In the past two years, Siles’ medical license was used to write 13,601 antipsychotic prescriptions at a cost of $4.6 million.
Siles, who treats solely Medicaid recipients, some as young as 3, has three nurse practitioners who also write prescriptions under his license, he said.
Many children referred to him are already on multiple antipsychotic drugs, and he tries to cut back, he said. “Fifty percent of the medications I prescribe, I did not start them on the medicine,” he said. “They came from other doctors.”
There may be other physicians who are also prescribing high volumes of antipsychotic drugs but aren’t as easily detected, state officials say.
Some physicians use a clinic to hide the volume of their prescribing, said Stephanie Goodman, spokeswoman for the Texas Health and Human Services Commission, which oversees Medicaid.
“To be quite honest, we feel like single doctors have started to bill under clinics to maybe hide that, to make it look like it’s not a single doctor prescribing all these,” she said.
State sanctions
The 13-year-old girl suffered depression and post traumatic stress disorder.
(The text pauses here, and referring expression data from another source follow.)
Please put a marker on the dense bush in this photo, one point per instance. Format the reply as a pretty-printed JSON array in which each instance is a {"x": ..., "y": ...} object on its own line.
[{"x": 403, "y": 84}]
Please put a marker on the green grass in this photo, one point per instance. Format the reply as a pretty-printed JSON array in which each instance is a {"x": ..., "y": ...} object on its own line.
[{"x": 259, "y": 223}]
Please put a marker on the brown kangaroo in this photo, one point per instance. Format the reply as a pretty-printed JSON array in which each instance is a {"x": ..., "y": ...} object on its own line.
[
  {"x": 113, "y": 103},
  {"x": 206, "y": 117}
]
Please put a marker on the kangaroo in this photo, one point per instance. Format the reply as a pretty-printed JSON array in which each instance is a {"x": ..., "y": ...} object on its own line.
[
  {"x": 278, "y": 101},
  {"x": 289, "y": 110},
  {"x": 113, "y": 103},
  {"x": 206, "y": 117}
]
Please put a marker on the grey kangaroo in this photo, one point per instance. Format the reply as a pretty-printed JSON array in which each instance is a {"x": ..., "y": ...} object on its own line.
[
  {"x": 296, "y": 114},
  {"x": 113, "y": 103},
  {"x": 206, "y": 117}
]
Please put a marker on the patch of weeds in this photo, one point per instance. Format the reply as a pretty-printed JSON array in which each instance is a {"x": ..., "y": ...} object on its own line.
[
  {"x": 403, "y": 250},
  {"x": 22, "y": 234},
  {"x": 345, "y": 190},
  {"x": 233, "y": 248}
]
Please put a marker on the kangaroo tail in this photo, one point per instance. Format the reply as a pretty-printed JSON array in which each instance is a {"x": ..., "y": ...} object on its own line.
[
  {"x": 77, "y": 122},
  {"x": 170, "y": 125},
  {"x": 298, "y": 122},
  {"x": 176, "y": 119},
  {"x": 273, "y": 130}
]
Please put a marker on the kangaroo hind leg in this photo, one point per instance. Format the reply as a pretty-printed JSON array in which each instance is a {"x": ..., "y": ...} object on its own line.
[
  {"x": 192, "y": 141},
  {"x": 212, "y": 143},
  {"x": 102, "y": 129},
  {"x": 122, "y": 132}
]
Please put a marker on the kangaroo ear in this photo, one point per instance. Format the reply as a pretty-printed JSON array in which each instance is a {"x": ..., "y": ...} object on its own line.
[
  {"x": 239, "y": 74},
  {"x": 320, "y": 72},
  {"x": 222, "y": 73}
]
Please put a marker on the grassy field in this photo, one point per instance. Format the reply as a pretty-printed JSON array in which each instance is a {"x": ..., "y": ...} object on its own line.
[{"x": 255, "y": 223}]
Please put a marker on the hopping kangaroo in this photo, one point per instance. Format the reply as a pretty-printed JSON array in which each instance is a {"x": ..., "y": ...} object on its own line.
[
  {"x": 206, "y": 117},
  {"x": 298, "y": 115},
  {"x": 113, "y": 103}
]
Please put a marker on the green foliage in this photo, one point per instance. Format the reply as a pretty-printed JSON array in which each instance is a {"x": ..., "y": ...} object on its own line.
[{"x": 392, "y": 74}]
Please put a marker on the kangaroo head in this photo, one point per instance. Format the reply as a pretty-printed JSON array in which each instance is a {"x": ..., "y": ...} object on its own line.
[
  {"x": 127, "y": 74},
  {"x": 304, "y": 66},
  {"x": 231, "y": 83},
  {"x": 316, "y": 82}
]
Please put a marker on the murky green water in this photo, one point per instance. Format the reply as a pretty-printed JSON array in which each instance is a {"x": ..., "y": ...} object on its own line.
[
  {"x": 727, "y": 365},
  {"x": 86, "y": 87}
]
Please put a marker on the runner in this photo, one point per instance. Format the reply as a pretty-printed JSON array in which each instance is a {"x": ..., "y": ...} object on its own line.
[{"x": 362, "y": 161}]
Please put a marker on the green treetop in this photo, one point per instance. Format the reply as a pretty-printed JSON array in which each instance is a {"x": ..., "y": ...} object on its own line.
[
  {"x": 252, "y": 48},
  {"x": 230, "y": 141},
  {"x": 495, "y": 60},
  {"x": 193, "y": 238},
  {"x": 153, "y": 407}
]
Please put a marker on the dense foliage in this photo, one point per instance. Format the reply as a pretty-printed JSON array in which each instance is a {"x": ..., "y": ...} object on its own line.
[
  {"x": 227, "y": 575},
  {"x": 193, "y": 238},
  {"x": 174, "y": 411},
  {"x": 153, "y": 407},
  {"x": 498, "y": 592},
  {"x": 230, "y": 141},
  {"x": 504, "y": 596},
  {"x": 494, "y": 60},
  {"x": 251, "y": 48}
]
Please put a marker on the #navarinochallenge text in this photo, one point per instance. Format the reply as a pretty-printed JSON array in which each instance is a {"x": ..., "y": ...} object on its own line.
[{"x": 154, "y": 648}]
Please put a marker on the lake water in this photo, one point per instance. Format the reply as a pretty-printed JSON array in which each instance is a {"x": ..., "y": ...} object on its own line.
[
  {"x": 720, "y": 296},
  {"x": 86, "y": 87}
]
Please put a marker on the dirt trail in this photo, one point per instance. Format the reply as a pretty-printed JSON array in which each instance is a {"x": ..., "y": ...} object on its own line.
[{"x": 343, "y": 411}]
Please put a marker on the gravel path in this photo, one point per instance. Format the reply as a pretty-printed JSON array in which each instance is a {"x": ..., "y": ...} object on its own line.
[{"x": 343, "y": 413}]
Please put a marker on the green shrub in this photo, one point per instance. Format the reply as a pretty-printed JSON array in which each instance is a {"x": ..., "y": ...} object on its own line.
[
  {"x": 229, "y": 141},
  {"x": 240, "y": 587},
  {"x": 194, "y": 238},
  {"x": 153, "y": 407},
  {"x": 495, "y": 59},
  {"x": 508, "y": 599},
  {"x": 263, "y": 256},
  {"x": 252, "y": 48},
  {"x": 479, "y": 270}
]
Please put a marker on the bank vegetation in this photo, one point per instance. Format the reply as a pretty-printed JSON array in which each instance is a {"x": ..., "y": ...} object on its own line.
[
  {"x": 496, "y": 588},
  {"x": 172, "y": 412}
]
She cut her arms and stomach. Her stepfather molested her, and then beat her when she refused to have sex. She cannot sleep at night for the nightmares of being locked in a closet. Prescribed an antipsychotic off label, she begins to have fewer flashbacks and nightmares.
Another top prescriber, Dr. Adolphus Lewis of Fort Worth, is a family physician who also treats the elderly. In one year ending in 1994, he wrote 61 prescriptions for one male patient, including enough Vicodin and Valium to pop seven pills a day.
The state medical board accused Lewis of prescribing “medically excessive” numbers of pills to a woman who later died, court documents show. Her death, which was due to respiratory failure, implicated three drugs, including two that Lewis previously prescribed, according to the documents.
Lewis did not respond to multiple requests for comment.
About 40 percent of the 72 top Medicaid prescribers among certain antipsychotic drugs have been disciplined by the state medical board. By comparison, last year the state disciplined less than 1 percent of the state’s 62,521 doctors.
In 2002, the Texas Medical Board restricted Ravichandran’s license for five years for “unprofessional or dishonorable conduct that is likely to deceive or defraud the public or injury the public.” The restriction, which was not related to prescriptions, was lifted within three years.